Pour l’architecte urbaniste des Trente Glorieuses, la fonction fait l’édifice, et c’est en avant-gardiste qu’il déjoue les pièges d’une construction en bordure de Seine. Des pilotis de béton assurent la stabilité de l’édifice dans un sol argilo-calcaire, dont la forme arrondie s’explique, pour des raisons acoustiques, par le choix de pièces trapézoïdales (bureaux de conception, studios de réalisation, etc.). Le bâtiment s’élève aussi sur une dizaine d’abris antiatomique – protégeant depuis certains ordinateurs stratégiques –, constitué de plusieurs parties : la Grande couronne (culminant au dixième étage, et abritant cinq kilomètres de couloirs), la Petite couronne (six étages) ainsi que la Tour centrale (vingt-deux étages). Dix mille panneaux d’aluminium inoxydables recouvrent et protègent la structure dont un système géothermique, alors inédit en Europe, assure le chauffage et la climatisation. Quant à la décoration, on ne lésine pas sur les bas-relief, mosaïque, sculpture ou tapisserie signés Bazaine, Bezombes, Mathieu, Soulages, etc. Charles de Gaulle inaugure la (sa ?) Maison de la radio le 14 décembre 1963.

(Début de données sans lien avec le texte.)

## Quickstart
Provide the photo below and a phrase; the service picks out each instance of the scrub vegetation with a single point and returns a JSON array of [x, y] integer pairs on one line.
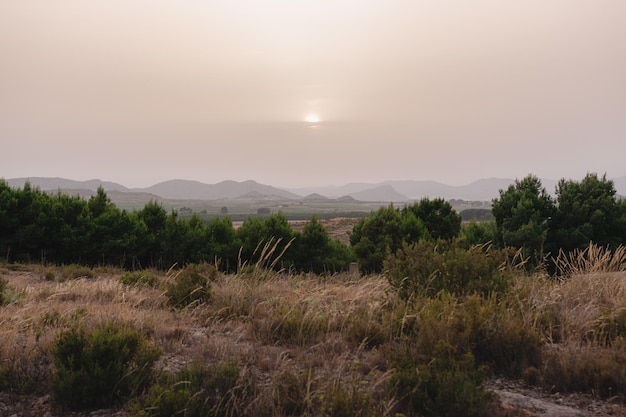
[[443, 309]]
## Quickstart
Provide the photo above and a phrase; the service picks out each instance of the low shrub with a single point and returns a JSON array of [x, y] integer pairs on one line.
[[140, 278], [75, 272], [426, 268], [191, 286], [24, 367], [296, 325], [291, 393], [599, 371], [483, 327], [446, 385], [3, 289], [365, 327], [99, 368], [197, 391], [339, 401]]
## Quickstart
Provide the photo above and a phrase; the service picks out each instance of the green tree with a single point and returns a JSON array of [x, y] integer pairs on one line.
[[523, 213], [223, 241], [588, 211], [438, 216], [256, 232], [375, 236]]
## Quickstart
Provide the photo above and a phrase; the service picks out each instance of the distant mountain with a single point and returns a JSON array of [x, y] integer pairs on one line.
[[620, 186], [53, 184], [396, 191], [380, 193], [194, 190]]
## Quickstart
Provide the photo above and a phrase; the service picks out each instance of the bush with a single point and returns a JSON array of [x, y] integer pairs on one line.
[[290, 393], [444, 386], [600, 371], [99, 368], [140, 278], [484, 327], [426, 268], [298, 325], [3, 288], [75, 272], [197, 391], [191, 286]]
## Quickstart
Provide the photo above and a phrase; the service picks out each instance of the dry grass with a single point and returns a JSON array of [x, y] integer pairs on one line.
[[317, 337]]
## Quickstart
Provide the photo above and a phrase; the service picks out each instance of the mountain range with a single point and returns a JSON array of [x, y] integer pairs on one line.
[[387, 191]]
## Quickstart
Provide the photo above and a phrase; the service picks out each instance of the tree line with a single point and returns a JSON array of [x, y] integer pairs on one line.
[[63, 229]]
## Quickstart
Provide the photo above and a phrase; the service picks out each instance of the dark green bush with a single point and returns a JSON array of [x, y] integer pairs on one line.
[[191, 286], [140, 278], [446, 385], [426, 268], [101, 367], [197, 391], [484, 327], [3, 288]]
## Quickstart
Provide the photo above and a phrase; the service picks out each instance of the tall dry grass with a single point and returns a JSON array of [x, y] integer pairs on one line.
[[324, 340]]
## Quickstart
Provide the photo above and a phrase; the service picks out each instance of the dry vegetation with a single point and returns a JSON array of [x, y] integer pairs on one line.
[[312, 345]]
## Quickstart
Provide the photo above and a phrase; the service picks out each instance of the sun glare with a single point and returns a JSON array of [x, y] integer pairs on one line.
[[312, 118]]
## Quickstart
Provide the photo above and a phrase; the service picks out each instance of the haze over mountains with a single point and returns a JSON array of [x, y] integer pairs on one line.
[[387, 191]]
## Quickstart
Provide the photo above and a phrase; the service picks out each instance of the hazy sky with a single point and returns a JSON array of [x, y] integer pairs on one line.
[[139, 92]]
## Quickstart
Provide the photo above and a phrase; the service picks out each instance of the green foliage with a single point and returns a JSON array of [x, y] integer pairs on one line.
[[75, 272], [440, 219], [447, 385], [372, 237], [388, 229], [99, 368], [191, 286], [197, 391], [316, 252], [256, 232], [3, 289], [426, 268], [478, 233], [522, 215], [140, 278], [588, 211]]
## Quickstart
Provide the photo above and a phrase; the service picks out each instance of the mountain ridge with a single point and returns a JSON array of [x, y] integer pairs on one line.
[[484, 189]]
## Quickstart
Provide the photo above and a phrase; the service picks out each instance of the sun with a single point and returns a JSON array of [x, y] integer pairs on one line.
[[312, 118]]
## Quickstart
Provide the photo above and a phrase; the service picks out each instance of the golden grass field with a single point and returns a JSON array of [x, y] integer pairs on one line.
[[331, 332]]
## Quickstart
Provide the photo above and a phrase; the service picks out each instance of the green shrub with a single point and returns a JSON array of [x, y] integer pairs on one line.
[[191, 286], [75, 272], [99, 368], [446, 385], [426, 268], [484, 327], [197, 391], [3, 289], [140, 278]]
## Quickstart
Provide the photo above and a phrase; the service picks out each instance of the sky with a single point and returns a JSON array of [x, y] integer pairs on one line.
[[296, 93]]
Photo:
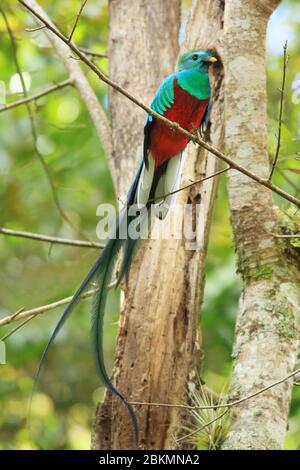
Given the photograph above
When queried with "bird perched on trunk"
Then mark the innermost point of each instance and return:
(183, 98)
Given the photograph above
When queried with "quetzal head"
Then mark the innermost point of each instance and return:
(196, 60)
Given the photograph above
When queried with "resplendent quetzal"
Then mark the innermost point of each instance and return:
(183, 97)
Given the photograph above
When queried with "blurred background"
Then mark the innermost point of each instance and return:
(34, 273)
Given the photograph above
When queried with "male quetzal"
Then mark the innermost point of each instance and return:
(183, 97)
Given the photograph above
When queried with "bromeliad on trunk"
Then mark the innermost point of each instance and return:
(183, 98)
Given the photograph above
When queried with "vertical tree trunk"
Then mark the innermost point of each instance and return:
(267, 328)
(157, 346)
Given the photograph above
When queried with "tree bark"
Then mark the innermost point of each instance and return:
(158, 350)
(267, 328)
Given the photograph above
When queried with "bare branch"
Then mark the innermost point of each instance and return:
(21, 313)
(285, 61)
(37, 96)
(43, 309)
(222, 405)
(282, 235)
(192, 184)
(32, 124)
(49, 239)
(173, 125)
(87, 94)
(183, 438)
(77, 19)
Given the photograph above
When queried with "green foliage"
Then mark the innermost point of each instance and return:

La mission de celle qui fut classée Monument historique voilà peu est claire : informer, éduquer, cultiver et divertir. Bernard Thomasson passe en revue des productions devenues cultes – Flagrants Délires, Radioscopie, Jeu des 1000 francs, Papous dans la tête ou encore Route de nuit, la toute première émission nocturne en France, en 1955 – et s’attarde sur ceux qui en furent l’âme – José Arthur, Macha Béranger, Louis Bozon, Christophe Dechavanne, etc. Il n’oublie pas quelques autres œuvrant dans l’ombre, tels Yann Paranthoën et Pierre Schaeffer [lire notre critique de Symphonie pour un homme seul], sans parler des musiciens appartenant aux orchestres national et philharmonique, des bruiteurs, pompiers, maçons et menuisiers qui forment un ensemble de plusieurs milliers de salariés, potentiellement grévistes (1968, 1994) ou victimes de l’épidémie de Covid-19 (2020). Amiante, attentat ou incendie font aussi partie des dangers encourus par le personnel, sans parler des onze tonnes d’ammoniaque qui furent stockés là pendant trop longtemps…

De la Maison de la radio – et de la musique, depuis 2021 –, d’aucuns disent que c’est un lieu que personne n’a jamais visité de fond en comble, un lieu toujours en travaux. Ce qui est certain, c’est qu’elle évolue sans cesse, hébergeant un temps une coopérative et une banque, fauchant les studios 102 et 103 pour faire éclore un auditorium d’exception, s’adaptant à l’essor de l’automobile puis au retour de la bicyclette. De bocal en sous-marin, de cantine en rucher, l’auteur nous accompagne dans ses différents espaces, parfois même extra-muros, évoquant ainsi le Studio Ferrié situé sous le pilier nord de la Tour Eiffel et les entrepôts où sont conservées de vraies cloches d’église. De même que l’invention du son de demain (immersif, multicanal), le transport des instruments du passé n’est pas oublié par ce témoin privilégié qui capte l’attention par la diversité de son menu et enrichit notre culture par la substance de ses plats.